Here, I believe, we encounter the rationale behind Deleuze and Guattari’s endless insistence that “becoming-animal” animal is not an imitation of animals. If, in Anti-Oedipus, they are so troubled by Melanie Klein’s interpretation of Little Han’s “becoming-horse”, then this is because Klein perpetually tries to trace poor Han’s becoming-horse to the model of resemblance: first as a resemblance to horses and then as a resemblance to the paternal figure and the absence of castration. What Klein refuses to understand is Hans’s becoming-horse as a deterritorialization, and invention, that allows him to escape an intolerable situation and invent a new form of life for himself. Indeed, her interpretations actively interrupt and function to inhibit the formation of this new form of life.

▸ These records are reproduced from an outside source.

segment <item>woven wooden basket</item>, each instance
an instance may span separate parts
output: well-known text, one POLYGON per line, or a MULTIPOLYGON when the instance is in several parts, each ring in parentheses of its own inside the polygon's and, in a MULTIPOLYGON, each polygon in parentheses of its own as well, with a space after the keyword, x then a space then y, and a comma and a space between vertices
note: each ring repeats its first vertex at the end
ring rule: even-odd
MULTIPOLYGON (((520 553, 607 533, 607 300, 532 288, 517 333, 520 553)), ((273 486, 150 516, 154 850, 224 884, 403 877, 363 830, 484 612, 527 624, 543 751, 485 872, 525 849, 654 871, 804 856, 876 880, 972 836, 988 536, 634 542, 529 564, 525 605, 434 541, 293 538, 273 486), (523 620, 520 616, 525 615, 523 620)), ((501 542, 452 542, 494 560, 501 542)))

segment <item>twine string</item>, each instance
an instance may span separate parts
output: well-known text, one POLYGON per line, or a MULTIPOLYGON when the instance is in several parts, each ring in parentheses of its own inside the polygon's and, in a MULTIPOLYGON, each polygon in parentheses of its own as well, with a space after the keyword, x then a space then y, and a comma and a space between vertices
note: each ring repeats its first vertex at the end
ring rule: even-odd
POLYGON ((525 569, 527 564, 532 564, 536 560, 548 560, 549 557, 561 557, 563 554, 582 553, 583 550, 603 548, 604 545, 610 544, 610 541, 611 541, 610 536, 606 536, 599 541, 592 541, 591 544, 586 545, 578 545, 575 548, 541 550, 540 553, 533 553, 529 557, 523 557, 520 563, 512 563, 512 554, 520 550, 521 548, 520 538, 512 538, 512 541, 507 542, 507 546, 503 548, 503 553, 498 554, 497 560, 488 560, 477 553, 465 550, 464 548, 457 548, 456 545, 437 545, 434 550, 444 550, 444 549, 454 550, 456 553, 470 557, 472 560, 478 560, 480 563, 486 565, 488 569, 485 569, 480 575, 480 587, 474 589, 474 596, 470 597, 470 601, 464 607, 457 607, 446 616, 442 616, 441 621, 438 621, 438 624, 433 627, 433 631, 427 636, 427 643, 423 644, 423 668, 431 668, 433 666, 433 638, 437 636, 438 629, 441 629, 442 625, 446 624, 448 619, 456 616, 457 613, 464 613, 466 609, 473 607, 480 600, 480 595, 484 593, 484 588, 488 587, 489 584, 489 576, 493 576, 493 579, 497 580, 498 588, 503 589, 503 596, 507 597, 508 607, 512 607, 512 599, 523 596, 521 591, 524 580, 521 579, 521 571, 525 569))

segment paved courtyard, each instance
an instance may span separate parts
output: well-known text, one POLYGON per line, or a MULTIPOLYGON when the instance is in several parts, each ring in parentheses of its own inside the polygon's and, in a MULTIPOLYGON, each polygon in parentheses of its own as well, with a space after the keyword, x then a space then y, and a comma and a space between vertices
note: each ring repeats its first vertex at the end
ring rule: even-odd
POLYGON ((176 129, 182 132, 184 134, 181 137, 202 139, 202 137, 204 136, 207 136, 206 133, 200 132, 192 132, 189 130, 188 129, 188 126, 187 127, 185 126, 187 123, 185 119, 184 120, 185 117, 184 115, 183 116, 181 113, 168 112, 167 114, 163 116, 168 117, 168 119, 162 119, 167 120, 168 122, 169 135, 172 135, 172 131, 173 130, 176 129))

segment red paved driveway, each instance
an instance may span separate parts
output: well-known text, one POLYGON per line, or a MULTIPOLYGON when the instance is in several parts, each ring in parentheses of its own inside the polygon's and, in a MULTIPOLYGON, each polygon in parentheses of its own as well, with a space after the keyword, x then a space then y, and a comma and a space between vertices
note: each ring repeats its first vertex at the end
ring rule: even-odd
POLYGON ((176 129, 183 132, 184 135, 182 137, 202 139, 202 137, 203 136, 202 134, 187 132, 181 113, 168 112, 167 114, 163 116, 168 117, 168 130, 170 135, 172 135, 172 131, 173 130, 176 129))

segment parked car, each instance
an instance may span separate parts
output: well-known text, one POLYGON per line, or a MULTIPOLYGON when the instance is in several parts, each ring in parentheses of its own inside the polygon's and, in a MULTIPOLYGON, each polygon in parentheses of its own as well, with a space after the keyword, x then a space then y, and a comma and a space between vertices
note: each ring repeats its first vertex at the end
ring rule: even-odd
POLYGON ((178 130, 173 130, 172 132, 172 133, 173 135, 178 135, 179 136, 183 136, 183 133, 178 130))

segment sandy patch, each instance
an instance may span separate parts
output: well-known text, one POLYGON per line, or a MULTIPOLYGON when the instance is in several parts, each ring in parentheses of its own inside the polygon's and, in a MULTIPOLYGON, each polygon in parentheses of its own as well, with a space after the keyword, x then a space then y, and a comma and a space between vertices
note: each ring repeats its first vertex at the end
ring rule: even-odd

In this connection, we encounter the root behind Deleuze and Guattari’s characterization of the unconscious as a theatre and the unconscious as a factory. In this context, the theatre is a milieu of representation that perpetually strives to trace the formations of the unconscious back to some model: the familial structure. Interpretations of the unconscious based on the model of theatre literally domesticate the formations of the unconscious, reterritorializing them on the family structure. One’s relationship to one’s boss becomes a relationship to one’s mother or father. By contrast, a factory is something that produces something other than itself. Deleuze and Guattari take Freud and Lacan seriously when they claim that the symptom is a solution to a problem. Their aim is to examine the manner in which the symptom, the formations of the unconscious, are inventive deterritorializations that strive to solve a particular deadlock of jouissance generating a new possibility of life and existence. Rather than inhibit the symptom by tracing it back to some sort of familial drama, they adopt a functional approach to the symptom, asking what sort of machine it is, what it is doing, how it functions and what new possibilities it offers for the agent. This is why they forbid the art of interpretation. “Do not interpret, do not seek a signified, do not ask what it means,” they say, “but rather ask what it does!”

And here too we might discern the nature of literature. Deleuze and Guattari heap endless scorn on the idea that literature and writing resemble the world or seek to model the world. Rather, for Deleuze and Guattari, literature is not simply about something, it is something. It is a machine that has, like the crocodile and the mime, deterritorialized certain elements of the world and that functions as a machine hooked into all sorts of other machines– physiological, affective, social, bureaucratic, etc. –functioning like a factory so as to produce certain effects. Like the mime literature releases pure events and separates them from their happening. It proceeds by selection and isolation. In proceeding in this way, like any good factory, it produces something new through subtraction and becomes an entity that itself acts in the world.